Вырывая друг у друга из рук, спереди передали носилки. Робсон потеснился, освобождая для них место рядом с телом, развернул их. Эндрюс поднял голову. «Смотри! – сказал он. – Кровь не останавливается».
– Значит, еще бинтуй, – ответил Робсон. Он встал на прежнее место. Взвился, разматываясь узкой белой полоской, бинт и окутал тело.
Из-за низкого свода не удалось поднять Арта на носилки. Мы чуть оторвали тело от земли и подсунули носилки снизу. Другой бы потерял сознание, но он был лишен этой милости, ему пришлось вытерпеть нестерпимое. За эти несколько секунд он пять-шесть раз кричал от боли. На носилках он затих, закрыв глаза, и мы подумали, что он, наконец, отключился. Мы взялись за ручки и где катом, где, держа носилки на весу, двинулись в сторону низовых ворот, и наши рывки, видать, разящими ножами отзывались в его истерзанной плоти, потому что тогда-то он и стал виноватить все живое, и это продолжалось бесконечно долго, и нам было с ним очень трудно.
Я не помню всего, что он говорил. Он начал в ту же минуту, как мы взялись за носилки, и не умолкал до самого ствола шахты, где мы присели отдохнуть под фермой, на которой кто-то сделал мелом запись. Тут только он истощился. А то не умолкал. Иногда мы перебрасывались словами через этот неиссякаемый поток, и тогда мы не слышали, что он говорил. Или попадался трудный участок пути и отнимал все силы, и мы опять его не слышали. На бумаге, я сейчас вижу, гладко, а тогда его слова клокотали, как разъяренная лава.
– Правильно.

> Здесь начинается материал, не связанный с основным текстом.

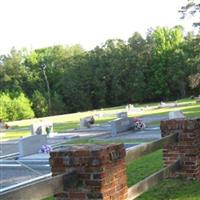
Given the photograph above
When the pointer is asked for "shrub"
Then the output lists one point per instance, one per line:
(15, 108)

Мотайте из меня кишки. Вам лошадей и то жальче. Чего не сделать мне укол? Что я, хуже твари? Нечего обо мне думать. Об угольке думайте. Молись за меня, уголек. Ты со мной расквитался. Молись за уголек, Присно-дева Мария, молись за меня. Вы меня доконали, Эндрюс, своими бинтами. Вы же знали, – крепильщики что говорили? – выемочное поле плохое, кровля никуда. Так нет, давай-давай, руби уголек, он с моей крови лучше разгорится, плевать на все, они ни на одной тонне ничего не потеряют, а я отдал задаром, чего ни за какие деньги не купишь.